Ten adult dogs and their owners, from Austria, participated in the study. The dogs received preliminary training to open a sliding door using their head or their paw. The dogs then watched their owners open the door using their hand or their head. For the owner to open the door with their head, they would have to get down on the floor and use their head to push up or down on the sliding door. (Yes, wouldn’t you like to see this on video?)
Then the dogs were divided into two groups. The dogs in the first group were rewarded when they copied what their owner did. The dogs in the second group were rewarded when they did the opposite of what their owner did.
The experiment showed that all of the dogs were inclined to copy whatever their owner did, even if it meant they would not get a reward.
“This finding suggests that the dogs brought with them to the experiment a tendency automatically to imitate hand use and/or paw use by their owner; to imitate these actions even when it was costly to do so,” the authors report.
The researchers suggested that owners could use these findings to make training their dogs go much better.

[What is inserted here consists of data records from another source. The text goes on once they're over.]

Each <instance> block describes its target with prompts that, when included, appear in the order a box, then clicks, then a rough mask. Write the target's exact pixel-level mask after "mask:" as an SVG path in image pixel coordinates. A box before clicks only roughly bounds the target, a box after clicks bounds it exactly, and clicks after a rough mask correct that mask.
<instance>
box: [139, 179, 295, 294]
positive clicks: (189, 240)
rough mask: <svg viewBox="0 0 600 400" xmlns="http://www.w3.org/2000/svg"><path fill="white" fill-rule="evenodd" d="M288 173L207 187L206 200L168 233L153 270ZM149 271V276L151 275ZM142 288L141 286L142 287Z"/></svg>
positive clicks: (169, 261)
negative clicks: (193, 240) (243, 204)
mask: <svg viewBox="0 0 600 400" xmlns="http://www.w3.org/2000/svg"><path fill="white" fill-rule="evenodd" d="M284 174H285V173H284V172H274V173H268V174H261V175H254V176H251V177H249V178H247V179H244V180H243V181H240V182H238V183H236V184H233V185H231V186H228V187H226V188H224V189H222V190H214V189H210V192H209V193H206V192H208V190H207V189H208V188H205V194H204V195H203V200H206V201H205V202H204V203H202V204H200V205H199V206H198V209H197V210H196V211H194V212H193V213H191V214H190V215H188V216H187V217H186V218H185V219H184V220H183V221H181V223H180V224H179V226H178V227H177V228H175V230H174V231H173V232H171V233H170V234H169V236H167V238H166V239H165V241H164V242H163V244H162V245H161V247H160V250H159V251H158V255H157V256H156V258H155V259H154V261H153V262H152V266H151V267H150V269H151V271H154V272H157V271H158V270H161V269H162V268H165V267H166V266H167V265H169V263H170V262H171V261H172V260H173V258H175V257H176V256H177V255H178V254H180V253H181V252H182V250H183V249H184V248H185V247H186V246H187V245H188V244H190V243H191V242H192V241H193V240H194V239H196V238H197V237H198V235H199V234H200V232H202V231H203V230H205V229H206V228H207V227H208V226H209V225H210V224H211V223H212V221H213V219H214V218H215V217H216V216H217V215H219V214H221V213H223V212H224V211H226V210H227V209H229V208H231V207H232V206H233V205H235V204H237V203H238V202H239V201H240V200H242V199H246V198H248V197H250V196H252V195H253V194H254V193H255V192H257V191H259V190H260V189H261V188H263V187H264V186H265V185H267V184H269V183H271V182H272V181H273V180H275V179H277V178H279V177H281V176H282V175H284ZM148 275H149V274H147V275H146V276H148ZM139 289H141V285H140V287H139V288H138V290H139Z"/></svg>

For example, if you wanted your dog to do something with his paw, you could use your hand to demonstrate for the dog, such as showing the dog how to shake hands by putting your hand out.
The researchers said that this kind of imitation of another species is very rare. It’s not unusual for humans to imitate each other; or for primates to imitate each other; or for birds to do it. But it is very unusual for one species to imitate another.
“Dogs are special animals, both in terms of their evolutionary history of domestication and the range and intensity of their developmental training by humans,” the researchers explained.
“Both of these factors may enhance the extent to which dogs attend to human activity,” they added, “but the results of the present experiment suggest it is the latter — training in the course of development — which plays the more powerful and specific role in shaping their imitative behaviour.”
So, be careful how you behave around your dogs. Your dogs are likely to display the same behaviour.